Swiss Cheese Model

WHAT IS THE SWISS CHEESE MODEL?

Swiss Cheese Model

A multi-layered approach to ensuring the quality of a project, inspired by the Swiss cheese model of accident prevention used in aviation safety, engineering, and many other industries.

Just as swiss cheese has holes, so to will any layer you introduce into a software development strategy. For example, a unit test suite can be very effective at testing the functionality of individual methods, but if you integrate with outside systems, unit tests alone fall short of providing full coverage.

Furthermore, using a multi-layered approach enables you to ask if it is reasonable for a layer to handle a particular event. Thinking about UI tests, they can be capable of testing many features, however, the slow and more costly nature of UI tests means it is not effective to have a large number of them.

The final important note is a quality strategy is about more than just your automated tests. It is how you approach a problem, the analysis you do, the metrics you put in place to ensure what you are doing accomplishes the goal.

HOW DO I USE IT?

In order to exemplify how to use this model, we are going to go through the process for a generic airline API. In this example, our API will have three consumers (the website, the iOS app, and the android app) and two dependencies (a service which provides flight information and a database of customer information)

Understand Who Cares

First, in order to know what your layers should be, you need to know what your concerns will be. Start with identifying key players – aka who cares about the project – and identify the concerns they have.

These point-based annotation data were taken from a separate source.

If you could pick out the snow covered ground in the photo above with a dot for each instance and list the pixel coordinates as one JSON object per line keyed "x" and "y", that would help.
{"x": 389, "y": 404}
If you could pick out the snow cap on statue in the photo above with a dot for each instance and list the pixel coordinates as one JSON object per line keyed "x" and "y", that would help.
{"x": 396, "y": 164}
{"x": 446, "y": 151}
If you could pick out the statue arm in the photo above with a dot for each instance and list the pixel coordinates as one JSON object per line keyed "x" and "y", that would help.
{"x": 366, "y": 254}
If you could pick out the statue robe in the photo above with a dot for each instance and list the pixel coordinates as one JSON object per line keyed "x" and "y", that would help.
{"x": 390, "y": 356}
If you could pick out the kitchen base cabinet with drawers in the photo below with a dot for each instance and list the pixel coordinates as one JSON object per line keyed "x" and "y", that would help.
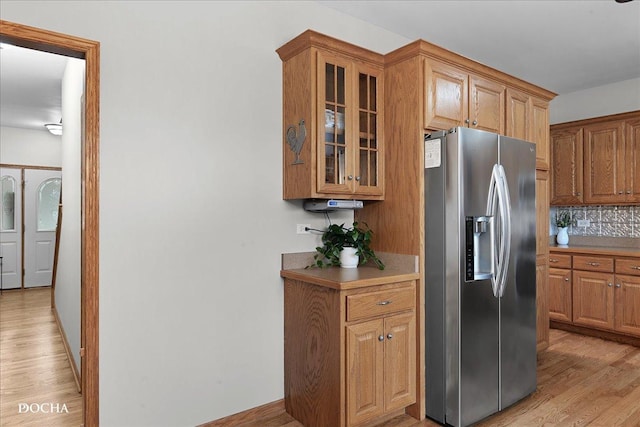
{"x": 349, "y": 349}
{"x": 596, "y": 295}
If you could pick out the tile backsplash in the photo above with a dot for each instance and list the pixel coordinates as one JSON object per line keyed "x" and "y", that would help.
{"x": 605, "y": 221}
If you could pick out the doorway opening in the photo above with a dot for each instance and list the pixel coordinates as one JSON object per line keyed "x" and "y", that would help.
{"x": 63, "y": 44}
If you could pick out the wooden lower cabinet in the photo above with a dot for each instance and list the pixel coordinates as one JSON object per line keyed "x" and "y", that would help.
{"x": 627, "y": 303}
{"x": 542, "y": 301}
{"x": 593, "y": 299}
{"x": 350, "y": 355}
{"x": 600, "y": 293}
{"x": 380, "y": 352}
{"x": 560, "y": 295}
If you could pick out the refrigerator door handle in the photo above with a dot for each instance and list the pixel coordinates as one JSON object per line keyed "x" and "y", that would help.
{"x": 498, "y": 206}
{"x": 493, "y": 211}
{"x": 505, "y": 222}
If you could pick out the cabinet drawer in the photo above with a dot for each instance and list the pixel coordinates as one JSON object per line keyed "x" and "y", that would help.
{"x": 593, "y": 263}
{"x": 628, "y": 266}
{"x": 559, "y": 260}
{"x": 371, "y": 304}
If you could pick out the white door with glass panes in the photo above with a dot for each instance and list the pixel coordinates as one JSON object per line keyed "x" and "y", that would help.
{"x": 11, "y": 227}
{"x": 41, "y": 200}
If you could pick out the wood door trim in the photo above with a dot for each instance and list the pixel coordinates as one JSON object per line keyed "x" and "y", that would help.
{"x": 48, "y": 41}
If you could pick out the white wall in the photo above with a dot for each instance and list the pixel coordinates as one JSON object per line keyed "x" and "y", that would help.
{"x": 595, "y": 102}
{"x": 29, "y": 147}
{"x": 68, "y": 274}
{"x": 192, "y": 221}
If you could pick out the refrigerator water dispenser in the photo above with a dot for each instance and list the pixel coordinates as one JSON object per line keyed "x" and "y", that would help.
{"x": 479, "y": 248}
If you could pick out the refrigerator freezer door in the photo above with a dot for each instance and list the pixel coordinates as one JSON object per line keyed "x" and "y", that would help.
{"x": 518, "y": 302}
{"x": 478, "y": 315}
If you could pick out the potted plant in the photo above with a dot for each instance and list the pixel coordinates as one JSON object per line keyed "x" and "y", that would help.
{"x": 563, "y": 221}
{"x": 338, "y": 241}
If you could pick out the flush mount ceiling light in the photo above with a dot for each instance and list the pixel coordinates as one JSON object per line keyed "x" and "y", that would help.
{"x": 54, "y": 128}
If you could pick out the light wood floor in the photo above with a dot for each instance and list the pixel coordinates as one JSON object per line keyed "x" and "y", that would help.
{"x": 582, "y": 381}
{"x": 33, "y": 364}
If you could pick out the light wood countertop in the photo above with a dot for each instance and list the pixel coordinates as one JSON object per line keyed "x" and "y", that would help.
{"x": 399, "y": 268}
{"x": 596, "y": 250}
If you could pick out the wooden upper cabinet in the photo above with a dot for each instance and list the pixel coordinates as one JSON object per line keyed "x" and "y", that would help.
{"x": 455, "y": 97}
{"x": 518, "y": 114}
{"x": 632, "y": 143}
{"x": 447, "y": 98}
{"x": 486, "y": 105}
{"x": 528, "y": 119}
{"x": 566, "y": 167}
{"x": 540, "y": 131}
{"x": 604, "y": 163}
{"x": 332, "y": 119}
{"x": 605, "y": 171}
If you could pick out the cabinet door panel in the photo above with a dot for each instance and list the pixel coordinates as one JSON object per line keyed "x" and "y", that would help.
{"x": 446, "y": 96}
{"x": 400, "y": 361}
{"x": 604, "y": 179}
{"x": 627, "y": 315}
{"x": 633, "y": 160}
{"x": 486, "y": 105}
{"x": 542, "y": 213}
{"x": 566, "y": 167}
{"x": 335, "y": 130}
{"x": 369, "y": 159}
{"x": 365, "y": 353}
{"x": 560, "y": 295}
{"x": 593, "y": 299}
{"x": 540, "y": 131}
{"x": 542, "y": 302}
{"x": 518, "y": 115}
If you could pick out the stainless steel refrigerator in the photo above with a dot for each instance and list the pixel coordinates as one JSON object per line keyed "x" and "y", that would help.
{"x": 480, "y": 274}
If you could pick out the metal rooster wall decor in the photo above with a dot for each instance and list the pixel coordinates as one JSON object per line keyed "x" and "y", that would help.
{"x": 295, "y": 139}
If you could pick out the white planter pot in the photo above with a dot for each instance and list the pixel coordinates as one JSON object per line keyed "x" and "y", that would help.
{"x": 563, "y": 237}
{"x": 349, "y": 258}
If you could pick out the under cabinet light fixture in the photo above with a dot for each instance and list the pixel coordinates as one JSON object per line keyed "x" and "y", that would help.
{"x": 54, "y": 128}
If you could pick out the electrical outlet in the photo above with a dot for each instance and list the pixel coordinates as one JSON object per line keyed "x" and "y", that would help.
{"x": 584, "y": 223}
{"x": 302, "y": 228}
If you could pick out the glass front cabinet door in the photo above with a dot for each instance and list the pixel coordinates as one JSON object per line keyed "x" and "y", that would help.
{"x": 345, "y": 132}
{"x": 348, "y": 153}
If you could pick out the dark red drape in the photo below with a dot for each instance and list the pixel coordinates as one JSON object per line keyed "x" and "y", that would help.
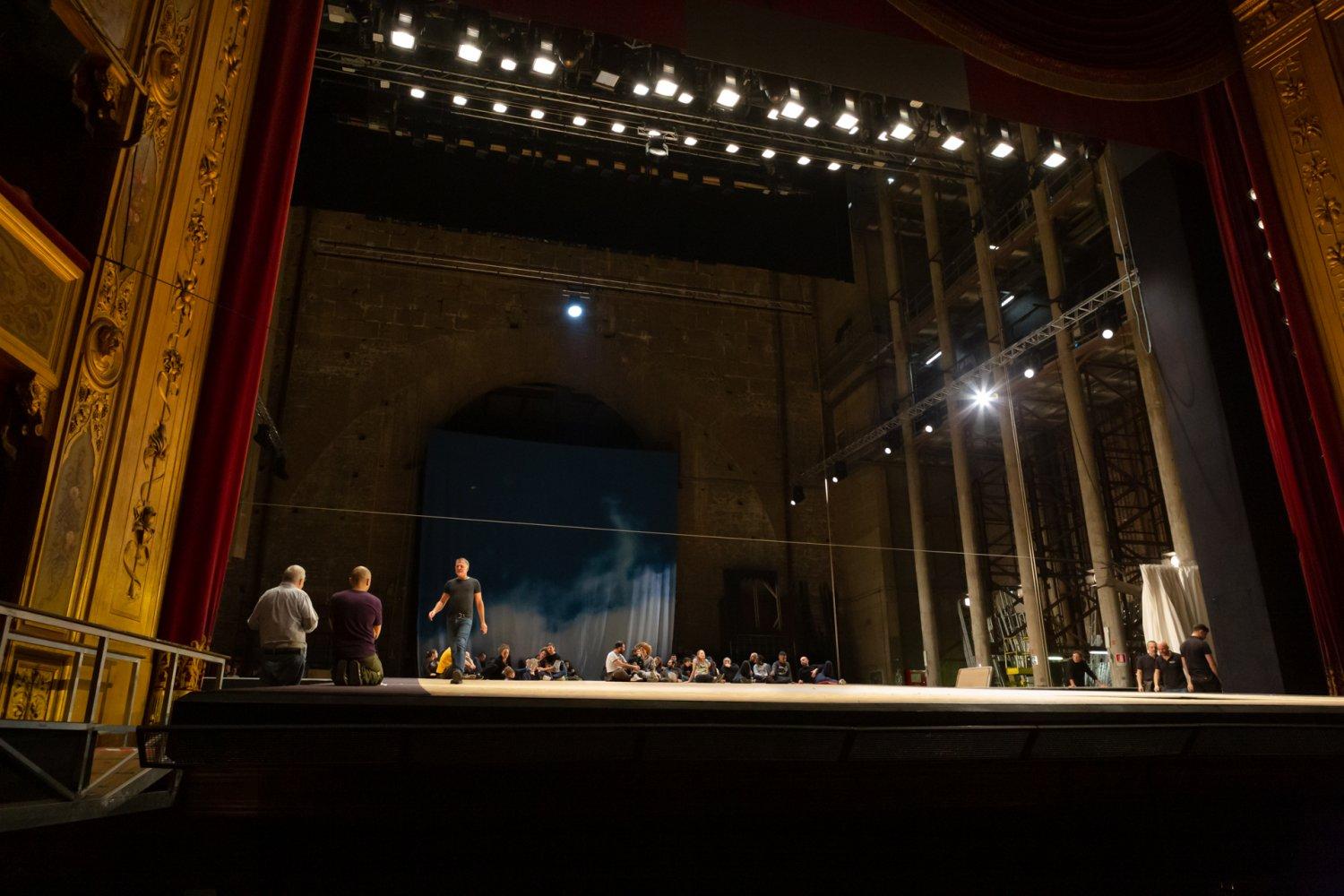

Here is an example for a generic airline app API:
Airline API Mindmap

For this exercise, it is important to note everyone and everything the app effects, regardless of their importance to the project and whether they are an intended actor (eg, end customers), negative actor (eg, malicious users), or indirect actor (business). Prioritization can come later, but it is important this exercise is an unfiltered list.

As a result, we not only identify the end customers and business, but we also call out the team who has to consume it, the consuming apps, our own team who needs to support it, and malicious users who will want to exploit it.

Understanding the various people who care about what we are doing enables us to make a better strategy, but also enables us to more effectively look at these when weighing priorities.

For example, even if malicious users are not usually considered in discussions around business needs, we still need to evaluate the risks associated with them – does our app handle sensitive information? Does our app give malicious users another door to get into the system with? Does our app make it easier for our users to fall prey to social hacking? If the answer to any of these is yes, the security the API must put into place needs to be weighed more heavily.

We need to keep our immediate consumers in mind, not just the end users, as the immediate consumers are the ones interacting with our API. Knowing what they would use the API for and what the needs of the programs they are writing can guide our ability to write tests and evaluate the responses appropriately.

Understanding what the business seeks to gain from the API helps us understand whether we are even building the right thing. For example, if our API is difficult to extend even though it is otherwise wonderful to use and incredibly reliable, it would fail the business need (in this example) of responding to the market quickly.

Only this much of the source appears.